No AI Training. Neither Bizznote nor its AI providers (OpenAI, Anthropic) use Customer documents or data to train AI models. Documents are processed solely for the purpose of providing analysis services.
AI Limitations. AI-generated analyses may contain inaccuracies or errors and do not constitute investment, financial, or legal advice. Customer is responsible for reviewing and verifying all outputs before use.
Secure Deletion. When documents are deleted by the user or upon request, they are permanently removed from storage. No copies are retained.
7. Audit
Upon Customer's written request, Bizznote shall provide information necessary to demonstrate compliance with this DPA. Customer may conduct audits upon reasonable notice of at least 30 days, during normal business hours, and subject to confidentiality obligations.
8. Data Transfers
Customer Personal Data is stored in the European Union. For transfers outside the EU/EEA, including to AI providers located in the United States, Standard Contractual Clauses (SCCs) are in place and appropriate safeguards are applied as required by GDPR Chapter V.
9. Return and Deletion
Upon termination of the Services, Bizznote shall, at Customer's choice, return or delete all Customer Personal Data. Customer may export data during a 30-day period following termination.
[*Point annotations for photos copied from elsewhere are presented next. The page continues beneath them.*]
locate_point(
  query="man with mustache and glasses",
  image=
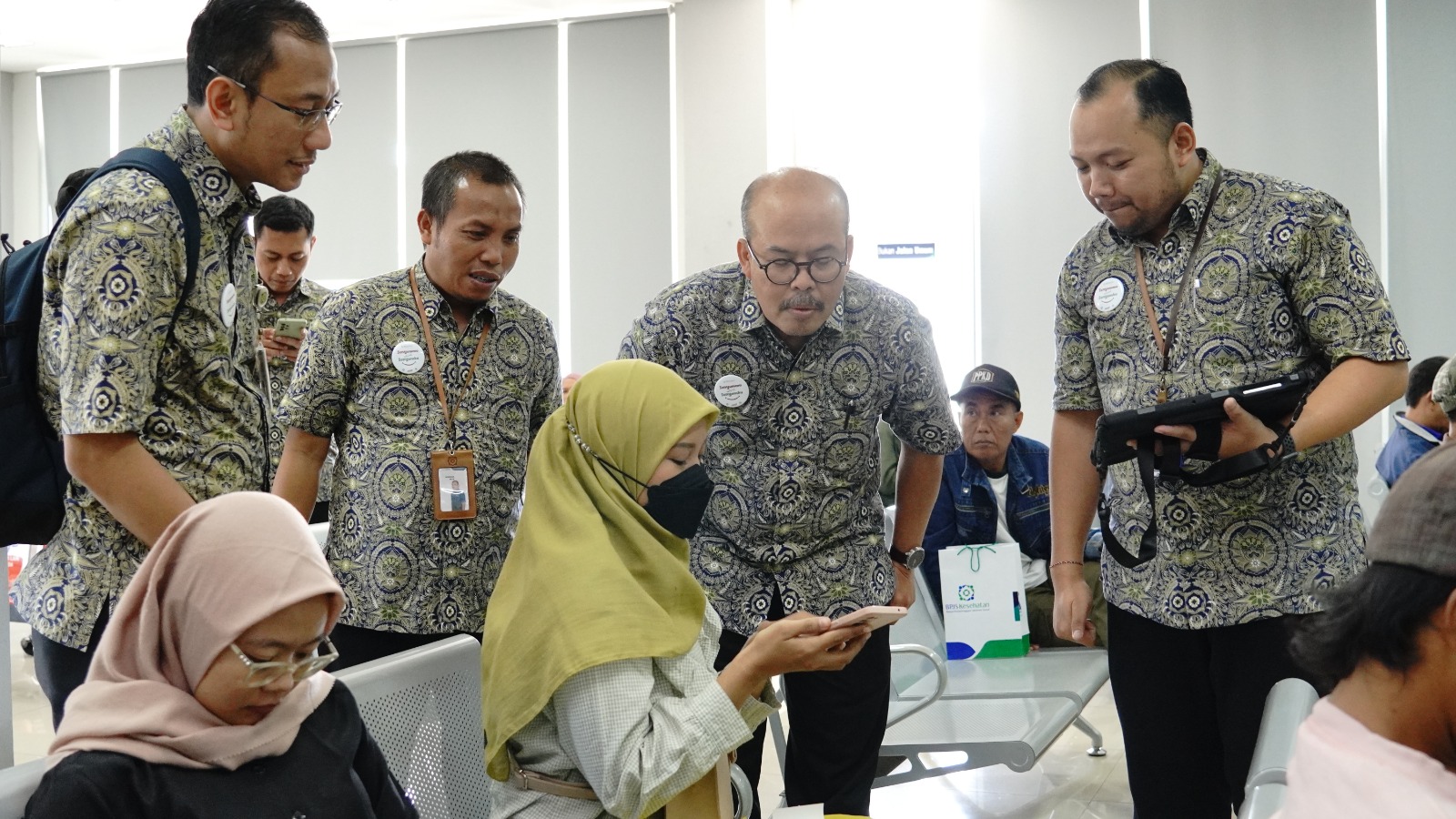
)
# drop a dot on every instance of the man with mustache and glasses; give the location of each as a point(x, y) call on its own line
point(1198, 278)
point(427, 375)
point(803, 358)
point(152, 385)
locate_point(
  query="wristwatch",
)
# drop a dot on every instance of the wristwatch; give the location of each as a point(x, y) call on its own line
point(910, 560)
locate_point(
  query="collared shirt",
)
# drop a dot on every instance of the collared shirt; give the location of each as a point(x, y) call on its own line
point(109, 365)
point(1281, 278)
point(670, 712)
point(1407, 445)
point(303, 302)
point(400, 569)
point(795, 509)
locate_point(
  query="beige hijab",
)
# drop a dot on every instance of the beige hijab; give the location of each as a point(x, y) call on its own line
point(217, 570)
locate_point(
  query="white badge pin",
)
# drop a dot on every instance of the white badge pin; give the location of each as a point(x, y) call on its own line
point(1108, 293)
point(408, 358)
point(228, 307)
point(732, 390)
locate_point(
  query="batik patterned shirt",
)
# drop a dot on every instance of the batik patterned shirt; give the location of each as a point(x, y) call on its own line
point(302, 303)
point(1280, 280)
point(400, 569)
point(795, 506)
point(109, 365)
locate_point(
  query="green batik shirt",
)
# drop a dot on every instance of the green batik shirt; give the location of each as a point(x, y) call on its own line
point(109, 365)
point(400, 569)
point(302, 303)
point(1280, 280)
point(795, 506)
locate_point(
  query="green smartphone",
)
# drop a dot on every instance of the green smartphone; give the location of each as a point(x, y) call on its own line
point(293, 329)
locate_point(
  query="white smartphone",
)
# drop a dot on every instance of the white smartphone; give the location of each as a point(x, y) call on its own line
point(875, 617)
point(293, 329)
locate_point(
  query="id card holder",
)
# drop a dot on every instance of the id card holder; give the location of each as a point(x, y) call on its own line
point(453, 479)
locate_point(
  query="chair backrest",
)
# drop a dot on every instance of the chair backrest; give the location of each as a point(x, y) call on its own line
point(424, 710)
point(16, 785)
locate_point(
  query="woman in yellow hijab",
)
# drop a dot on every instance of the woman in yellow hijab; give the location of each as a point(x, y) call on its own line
point(597, 658)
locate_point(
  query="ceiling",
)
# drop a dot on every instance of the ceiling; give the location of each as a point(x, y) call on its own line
point(73, 34)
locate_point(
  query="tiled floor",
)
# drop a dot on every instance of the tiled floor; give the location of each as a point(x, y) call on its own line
point(1065, 784)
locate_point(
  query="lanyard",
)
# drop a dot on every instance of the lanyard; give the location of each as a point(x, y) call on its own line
point(1165, 343)
point(434, 365)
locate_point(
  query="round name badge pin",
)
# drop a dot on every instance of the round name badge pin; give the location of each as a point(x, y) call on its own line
point(228, 307)
point(408, 358)
point(732, 390)
point(1108, 293)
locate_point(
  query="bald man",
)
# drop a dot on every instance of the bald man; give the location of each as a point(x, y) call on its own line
point(803, 358)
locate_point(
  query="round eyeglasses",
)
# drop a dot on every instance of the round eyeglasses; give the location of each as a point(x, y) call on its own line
point(261, 673)
point(309, 120)
point(784, 271)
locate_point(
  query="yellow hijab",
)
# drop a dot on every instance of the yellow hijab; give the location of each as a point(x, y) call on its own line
point(590, 577)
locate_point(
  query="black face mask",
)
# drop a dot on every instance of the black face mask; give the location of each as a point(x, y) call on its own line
point(681, 501)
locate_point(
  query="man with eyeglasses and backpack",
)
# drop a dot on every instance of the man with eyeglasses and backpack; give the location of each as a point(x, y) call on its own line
point(149, 319)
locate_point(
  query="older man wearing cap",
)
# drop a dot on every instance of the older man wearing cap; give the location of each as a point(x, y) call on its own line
point(994, 490)
point(1380, 743)
point(1443, 392)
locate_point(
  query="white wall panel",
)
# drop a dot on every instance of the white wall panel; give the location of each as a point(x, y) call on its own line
point(497, 92)
point(1034, 56)
point(77, 124)
point(1421, 121)
point(149, 95)
point(621, 203)
point(353, 187)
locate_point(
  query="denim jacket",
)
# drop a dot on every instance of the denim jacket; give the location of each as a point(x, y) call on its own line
point(966, 506)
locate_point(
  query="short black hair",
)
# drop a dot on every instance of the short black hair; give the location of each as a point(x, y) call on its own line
point(1376, 615)
point(444, 177)
point(1162, 99)
point(70, 187)
point(283, 215)
point(235, 36)
point(1421, 379)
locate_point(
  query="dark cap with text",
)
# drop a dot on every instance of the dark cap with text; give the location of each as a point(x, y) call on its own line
point(1417, 523)
point(989, 378)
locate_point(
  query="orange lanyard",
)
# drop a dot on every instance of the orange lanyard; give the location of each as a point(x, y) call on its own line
point(1165, 343)
point(434, 363)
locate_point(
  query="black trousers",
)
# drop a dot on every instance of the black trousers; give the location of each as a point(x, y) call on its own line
point(359, 646)
point(836, 724)
point(1190, 703)
point(62, 669)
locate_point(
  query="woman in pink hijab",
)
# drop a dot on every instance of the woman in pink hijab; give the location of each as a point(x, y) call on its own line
point(207, 694)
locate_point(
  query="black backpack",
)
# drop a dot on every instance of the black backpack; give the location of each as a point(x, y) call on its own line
point(33, 481)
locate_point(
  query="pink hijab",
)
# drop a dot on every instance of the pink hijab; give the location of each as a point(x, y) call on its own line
point(217, 570)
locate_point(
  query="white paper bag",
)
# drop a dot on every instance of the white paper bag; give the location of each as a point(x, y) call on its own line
point(985, 602)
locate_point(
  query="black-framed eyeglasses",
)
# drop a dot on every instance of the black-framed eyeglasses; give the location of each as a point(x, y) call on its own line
point(261, 673)
point(784, 271)
point(309, 120)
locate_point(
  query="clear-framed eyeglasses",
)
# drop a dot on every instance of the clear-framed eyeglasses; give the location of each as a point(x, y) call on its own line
point(261, 673)
point(309, 120)
point(784, 271)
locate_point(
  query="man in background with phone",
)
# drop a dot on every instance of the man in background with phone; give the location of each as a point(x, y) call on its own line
point(283, 245)
point(1198, 278)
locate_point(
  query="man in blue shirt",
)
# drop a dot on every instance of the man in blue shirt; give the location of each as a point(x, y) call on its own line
point(1420, 429)
point(994, 490)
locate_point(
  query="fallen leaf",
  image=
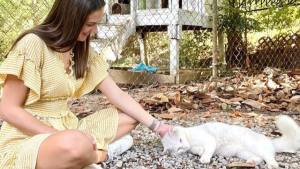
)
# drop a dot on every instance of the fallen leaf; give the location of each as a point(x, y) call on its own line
point(169, 116)
point(254, 104)
point(175, 110)
point(206, 114)
point(241, 164)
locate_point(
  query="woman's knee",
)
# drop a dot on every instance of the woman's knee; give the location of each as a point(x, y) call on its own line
point(74, 143)
point(66, 149)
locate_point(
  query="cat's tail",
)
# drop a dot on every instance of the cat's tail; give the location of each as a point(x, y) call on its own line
point(290, 139)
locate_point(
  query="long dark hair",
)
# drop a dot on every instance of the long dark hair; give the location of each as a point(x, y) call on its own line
point(62, 26)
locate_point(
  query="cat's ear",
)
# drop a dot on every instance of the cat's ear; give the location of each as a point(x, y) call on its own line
point(165, 152)
point(171, 131)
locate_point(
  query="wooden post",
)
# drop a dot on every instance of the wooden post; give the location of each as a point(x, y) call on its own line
point(174, 32)
point(143, 49)
point(133, 7)
point(215, 41)
point(221, 48)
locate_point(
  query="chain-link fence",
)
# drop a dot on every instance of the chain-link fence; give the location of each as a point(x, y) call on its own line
point(171, 41)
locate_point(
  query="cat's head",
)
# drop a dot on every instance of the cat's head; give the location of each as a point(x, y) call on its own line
point(175, 141)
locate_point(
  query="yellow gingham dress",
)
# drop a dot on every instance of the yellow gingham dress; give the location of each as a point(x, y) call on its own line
point(42, 71)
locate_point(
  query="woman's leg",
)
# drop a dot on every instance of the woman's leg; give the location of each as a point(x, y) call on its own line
point(125, 125)
point(66, 149)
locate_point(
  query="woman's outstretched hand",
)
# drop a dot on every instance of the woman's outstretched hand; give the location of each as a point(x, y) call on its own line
point(164, 129)
point(91, 138)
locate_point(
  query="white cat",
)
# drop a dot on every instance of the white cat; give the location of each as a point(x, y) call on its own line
point(231, 140)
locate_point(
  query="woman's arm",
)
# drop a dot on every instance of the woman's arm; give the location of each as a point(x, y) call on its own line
point(128, 105)
point(124, 102)
point(11, 108)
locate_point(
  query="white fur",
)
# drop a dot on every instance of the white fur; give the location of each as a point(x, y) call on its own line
point(232, 140)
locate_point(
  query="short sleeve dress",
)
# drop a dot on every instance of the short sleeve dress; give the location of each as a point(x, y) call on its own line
point(42, 71)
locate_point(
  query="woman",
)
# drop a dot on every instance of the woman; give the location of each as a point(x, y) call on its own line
point(48, 64)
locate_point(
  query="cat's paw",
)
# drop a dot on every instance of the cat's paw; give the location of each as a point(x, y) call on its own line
point(254, 160)
point(200, 150)
point(204, 159)
point(273, 166)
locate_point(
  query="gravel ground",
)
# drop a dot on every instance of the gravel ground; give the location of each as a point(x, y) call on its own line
point(147, 149)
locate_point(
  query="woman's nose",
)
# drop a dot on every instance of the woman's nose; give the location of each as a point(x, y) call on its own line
point(95, 29)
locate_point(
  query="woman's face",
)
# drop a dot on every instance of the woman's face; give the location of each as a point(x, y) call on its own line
point(90, 25)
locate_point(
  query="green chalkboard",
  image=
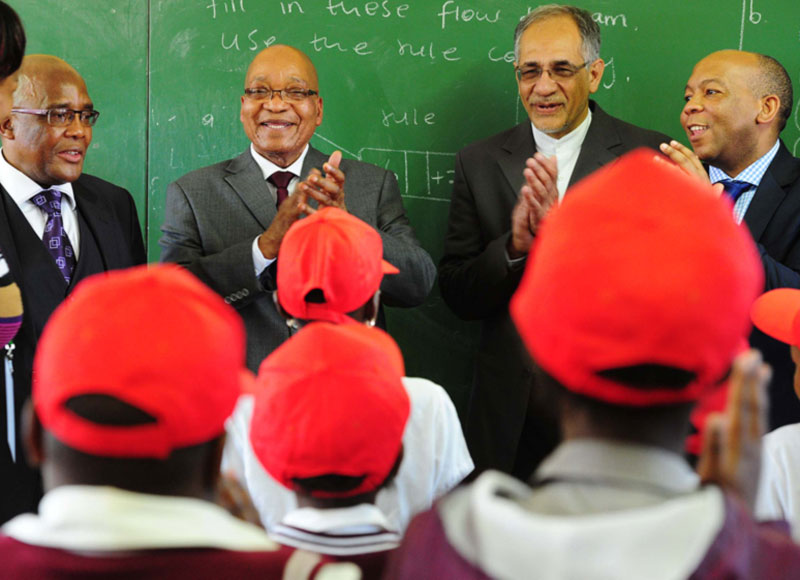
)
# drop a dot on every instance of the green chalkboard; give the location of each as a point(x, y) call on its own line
point(107, 42)
point(406, 84)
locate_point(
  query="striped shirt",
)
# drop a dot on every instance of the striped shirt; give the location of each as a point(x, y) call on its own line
point(752, 174)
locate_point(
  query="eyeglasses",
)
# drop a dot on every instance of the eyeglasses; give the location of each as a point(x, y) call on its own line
point(62, 117)
point(286, 95)
point(560, 72)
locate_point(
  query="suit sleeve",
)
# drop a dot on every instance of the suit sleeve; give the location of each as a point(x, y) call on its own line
point(229, 272)
point(138, 252)
point(475, 277)
point(402, 249)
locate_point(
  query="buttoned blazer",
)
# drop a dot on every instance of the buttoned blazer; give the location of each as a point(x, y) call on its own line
point(477, 283)
point(213, 215)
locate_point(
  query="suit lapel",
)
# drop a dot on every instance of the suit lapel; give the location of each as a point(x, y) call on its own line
point(770, 193)
point(595, 152)
point(517, 148)
point(247, 181)
point(95, 215)
point(7, 243)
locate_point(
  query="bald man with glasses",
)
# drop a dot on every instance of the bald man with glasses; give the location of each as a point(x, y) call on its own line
point(57, 227)
point(503, 188)
point(226, 222)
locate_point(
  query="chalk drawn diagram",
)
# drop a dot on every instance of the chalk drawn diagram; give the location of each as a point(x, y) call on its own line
point(420, 174)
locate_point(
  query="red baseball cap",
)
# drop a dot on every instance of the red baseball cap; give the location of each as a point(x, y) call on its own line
point(336, 253)
point(640, 264)
point(776, 314)
point(154, 338)
point(330, 400)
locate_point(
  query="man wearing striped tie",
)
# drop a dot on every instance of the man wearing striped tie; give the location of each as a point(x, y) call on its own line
point(737, 104)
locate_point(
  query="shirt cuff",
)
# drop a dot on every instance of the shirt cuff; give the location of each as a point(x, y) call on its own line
point(259, 261)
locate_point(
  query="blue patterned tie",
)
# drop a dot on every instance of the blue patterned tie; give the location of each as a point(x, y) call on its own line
point(734, 188)
point(55, 238)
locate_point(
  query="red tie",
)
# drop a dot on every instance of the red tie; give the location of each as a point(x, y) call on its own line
point(281, 179)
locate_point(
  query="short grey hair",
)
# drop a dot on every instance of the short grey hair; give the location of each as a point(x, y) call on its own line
point(590, 32)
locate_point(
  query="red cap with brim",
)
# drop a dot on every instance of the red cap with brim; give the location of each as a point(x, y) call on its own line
point(155, 338)
point(331, 400)
point(776, 314)
point(336, 253)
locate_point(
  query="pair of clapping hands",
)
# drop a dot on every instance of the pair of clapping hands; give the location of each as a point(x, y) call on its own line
point(539, 192)
point(326, 190)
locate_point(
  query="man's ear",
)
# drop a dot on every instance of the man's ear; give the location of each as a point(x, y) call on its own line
point(32, 435)
point(7, 129)
point(770, 105)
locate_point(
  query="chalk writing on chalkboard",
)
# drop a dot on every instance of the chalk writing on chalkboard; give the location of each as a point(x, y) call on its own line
point(753, 17)
point(432, 169)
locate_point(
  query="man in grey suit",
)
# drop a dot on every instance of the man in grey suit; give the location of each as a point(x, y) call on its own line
point(503, 188)
point(222, 223)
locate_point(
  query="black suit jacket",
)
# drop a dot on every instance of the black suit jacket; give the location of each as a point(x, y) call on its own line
point(110, 238)
point(773, 218)
point(477, 283)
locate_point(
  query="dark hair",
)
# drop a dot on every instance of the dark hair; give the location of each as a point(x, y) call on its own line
point(624, 422)
point(12, 41)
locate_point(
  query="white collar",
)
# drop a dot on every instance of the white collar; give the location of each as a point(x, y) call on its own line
point(98, 518)
point(337, 520)
point(22, 188)
point(609, 461)
point(548, 145)
point(487, 525)
point(268, 167)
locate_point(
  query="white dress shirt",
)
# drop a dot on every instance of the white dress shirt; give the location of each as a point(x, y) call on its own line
point(566, 149)
point(267, 169)
point(22, 188)
point(435, 459)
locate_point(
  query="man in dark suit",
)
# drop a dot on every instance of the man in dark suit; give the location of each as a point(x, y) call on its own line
point(221, 222)
point(87, 225)
point(503, 187)
point(737, 104)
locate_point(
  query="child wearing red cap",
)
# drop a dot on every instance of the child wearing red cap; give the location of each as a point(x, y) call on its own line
point(331, 268)
point(129, 402)
point(633, 304)
point(330, 411)
point(777, 314)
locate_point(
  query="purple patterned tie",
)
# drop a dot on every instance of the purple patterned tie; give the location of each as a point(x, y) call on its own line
point(281, 179)
point(55, 238)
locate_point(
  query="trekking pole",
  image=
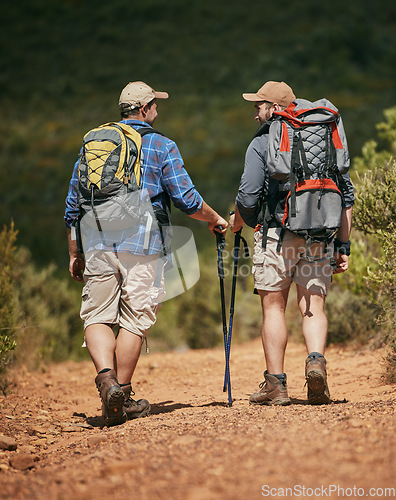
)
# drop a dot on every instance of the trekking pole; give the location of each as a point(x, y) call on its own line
point(237, 244)
point(220, 241)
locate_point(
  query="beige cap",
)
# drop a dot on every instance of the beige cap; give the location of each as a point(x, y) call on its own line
point(278, 92)
point(137, 94)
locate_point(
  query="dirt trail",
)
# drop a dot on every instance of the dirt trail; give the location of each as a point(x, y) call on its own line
point(193, 446)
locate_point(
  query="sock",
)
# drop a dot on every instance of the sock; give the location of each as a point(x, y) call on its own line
point(314, 355)
point(104, 370)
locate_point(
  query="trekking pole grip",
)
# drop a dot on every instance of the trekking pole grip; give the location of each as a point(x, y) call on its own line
point(220, 240)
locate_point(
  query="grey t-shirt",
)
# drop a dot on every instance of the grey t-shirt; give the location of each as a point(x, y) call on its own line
point(256, 187)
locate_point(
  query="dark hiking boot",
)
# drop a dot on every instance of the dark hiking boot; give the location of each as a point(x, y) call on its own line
point(272, 392)
point(316, 380)
point(112, 398)
point(132, 408)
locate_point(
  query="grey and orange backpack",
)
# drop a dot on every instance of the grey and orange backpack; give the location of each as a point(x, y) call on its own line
point(307, 154)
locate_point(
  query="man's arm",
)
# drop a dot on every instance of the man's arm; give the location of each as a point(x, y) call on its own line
point(342, 260)
point(253, 182)
point(76, 261)
point(214, 220)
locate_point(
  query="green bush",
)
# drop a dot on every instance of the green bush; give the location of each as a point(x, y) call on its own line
point(7, 330)
point(375, 215)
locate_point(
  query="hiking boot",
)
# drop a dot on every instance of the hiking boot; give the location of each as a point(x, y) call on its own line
point(316, 380)
point(132, 408)
point(112, 398)
point(272, 392)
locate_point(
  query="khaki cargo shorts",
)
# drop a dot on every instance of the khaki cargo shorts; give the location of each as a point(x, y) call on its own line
point(275, 271)
point(122, 289)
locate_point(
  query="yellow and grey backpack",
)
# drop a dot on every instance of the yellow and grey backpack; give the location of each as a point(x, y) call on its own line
point(109, 186)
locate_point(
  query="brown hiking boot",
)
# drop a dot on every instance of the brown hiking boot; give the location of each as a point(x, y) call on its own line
point(272, 392)
point(112, 398)
point(132, 408)
point(316, 380)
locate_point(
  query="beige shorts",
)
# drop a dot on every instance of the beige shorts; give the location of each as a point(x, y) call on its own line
point(122, 289)
point(275, 271)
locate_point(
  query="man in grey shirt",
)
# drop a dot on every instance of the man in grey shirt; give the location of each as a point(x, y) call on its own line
point(274, 270)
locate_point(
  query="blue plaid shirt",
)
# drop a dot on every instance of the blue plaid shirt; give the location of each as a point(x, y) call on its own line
point(163, 177)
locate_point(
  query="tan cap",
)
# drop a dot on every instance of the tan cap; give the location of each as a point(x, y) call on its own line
point(278, 92)
point(137, 94)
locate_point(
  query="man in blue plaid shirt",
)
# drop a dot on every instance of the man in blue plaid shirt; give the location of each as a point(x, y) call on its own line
point(118, 279)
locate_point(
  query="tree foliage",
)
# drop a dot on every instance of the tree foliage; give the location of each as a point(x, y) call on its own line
point(375, 215)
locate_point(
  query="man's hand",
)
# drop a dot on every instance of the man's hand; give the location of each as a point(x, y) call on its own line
point(214, 227)
point(236, 222)
point(76, 267)
point(342, 263)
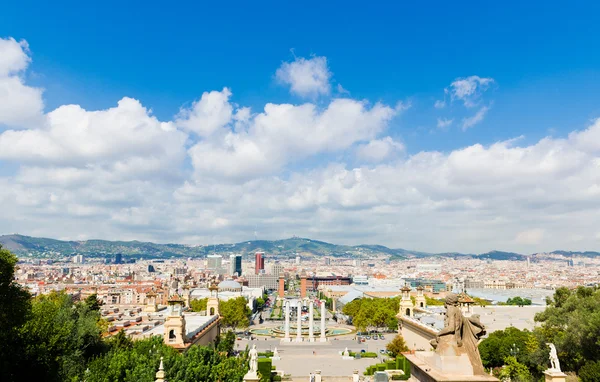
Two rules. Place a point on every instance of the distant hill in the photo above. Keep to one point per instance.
(24, 245)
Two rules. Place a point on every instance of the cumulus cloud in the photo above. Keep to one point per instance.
(211, 112)
(306, 77)
(283, 133)
(378, 150)
(443, 123)
(20, 105)
(475, 119)
(220, 171)
(469, 89)
(530, 237)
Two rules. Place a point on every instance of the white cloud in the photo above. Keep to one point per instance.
(306, 77)
(443, 123)
(125, 138)
(439, 104)
(469, 89)
(210, 113)
(284, 133)
(121, 173)
(341, 90)
(475, 119)
(378, 150)
(530, 237)
(20, 105)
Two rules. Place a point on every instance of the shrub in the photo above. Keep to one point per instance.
(264, 369)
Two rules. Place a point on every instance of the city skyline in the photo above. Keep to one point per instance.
(378, 135)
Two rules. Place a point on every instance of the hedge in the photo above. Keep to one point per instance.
(264, 369)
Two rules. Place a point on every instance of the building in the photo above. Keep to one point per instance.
(277, 269)
(259, 262)
(235, 265)
(263, 281)
(435, 286)
(214, 261)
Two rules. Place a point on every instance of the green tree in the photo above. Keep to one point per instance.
(93, 303)
(198, 305)
(572, 322)
(397, 346)
(61, 337)
(15, 308)
(515, 371)
(590, 372)
(235, 313)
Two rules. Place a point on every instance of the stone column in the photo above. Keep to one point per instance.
(287, 322)
(323, 314)
(299, 322)
(311, 331)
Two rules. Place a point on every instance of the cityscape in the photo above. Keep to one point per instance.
(299, 191)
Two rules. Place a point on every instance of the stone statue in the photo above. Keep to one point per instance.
(253, 353)
(460, 334)
(554, 363)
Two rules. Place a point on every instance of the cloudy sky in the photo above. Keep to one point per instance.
(435, 129)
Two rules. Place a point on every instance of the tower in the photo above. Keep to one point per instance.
(406, 305)
(175, 333)
(281, 289)
(259, 262)
(303, 285)
(212, 305)
(420, 300)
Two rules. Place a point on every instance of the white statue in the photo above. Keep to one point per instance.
(554, 363)
(253, 360)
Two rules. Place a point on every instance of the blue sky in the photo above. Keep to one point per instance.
(538, 65)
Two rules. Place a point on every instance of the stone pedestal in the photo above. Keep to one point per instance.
(427, 366)
(323, 338)
(555, 376)
(251, 377)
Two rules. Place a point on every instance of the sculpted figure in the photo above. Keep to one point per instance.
(460, 332)
(253, 353)
(554, 363)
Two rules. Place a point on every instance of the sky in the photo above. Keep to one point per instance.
(432, 126)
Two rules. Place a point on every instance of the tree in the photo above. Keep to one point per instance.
(572, 323)
(397, 346)
(590, 372)
(15, 308)
(61, 337)
(198, 305)
(93, 303)
(514, 371)
(235, 313)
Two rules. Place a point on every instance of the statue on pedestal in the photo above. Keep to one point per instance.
(460, 334)
(253, 354)
(554, 362)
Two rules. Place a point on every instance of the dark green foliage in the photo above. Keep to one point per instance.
(264, 369)
(572, 323)
(198, 305)
(397, 346)
(590, 372)
(235, 313)
(93, 303)
(15, 308)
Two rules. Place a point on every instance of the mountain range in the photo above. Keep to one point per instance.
(26, 245)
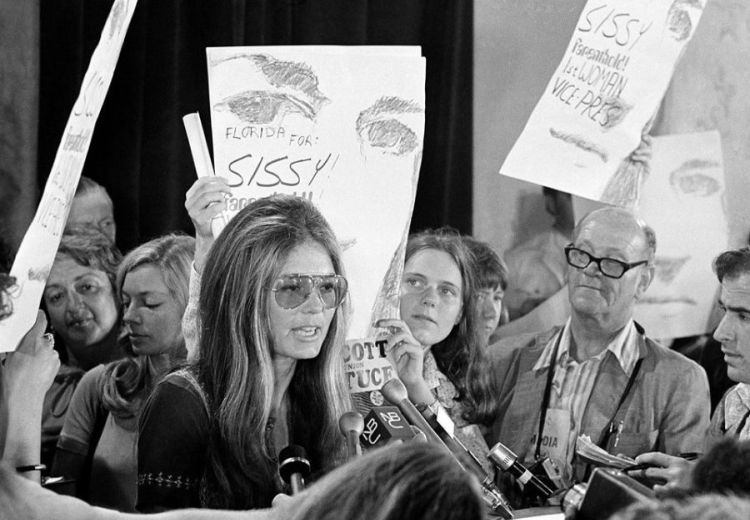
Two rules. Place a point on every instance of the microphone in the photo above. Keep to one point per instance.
(294, 467)
(385, 424)
(352, 425)
(396, 393)
(506, 460)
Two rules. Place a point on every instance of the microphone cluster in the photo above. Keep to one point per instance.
(395, 392)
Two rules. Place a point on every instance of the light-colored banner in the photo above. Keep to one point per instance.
(340, 126)
(367, 366)
(684, 201)
(602, 96)
(37, 251)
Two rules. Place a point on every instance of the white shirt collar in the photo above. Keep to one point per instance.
(624, 346)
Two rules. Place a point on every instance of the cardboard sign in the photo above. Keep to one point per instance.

Confirmation of deletion is provided upon request.
10. Subprocessors
Customer authorizes Bizznote to engage the Subprocessors listed below. Bizznote shall notify Customer of any intended changes to Subprocessors. Customer may object to new Subprocessors within 30 days. All Subprocessors are bound by data protection obligations equivalent to this DPA.
11. Duration
This DPA shall remain in effect for as long as Bizznote processes Customer Personal Data on behalf of Customer.
12. Governing Law
This DPA shall be governed by the laws applicable to the main service agreement between the parties.
13. Contact
For data protection inquiries, please contact Bizznote at dpo@bizznote.net.
Subprocessors
| Subprocessor | Purpose | Location |
|---|---|---|
| AWS | Cloud infrastructure and file storage | EU |
| Hetzner | Cloud infrastructure | EU |
| OpenAI | AI analysis | USA |
| Anthropic | AI analysis | USA |
The subprocessor list is current as of the Last Updated date.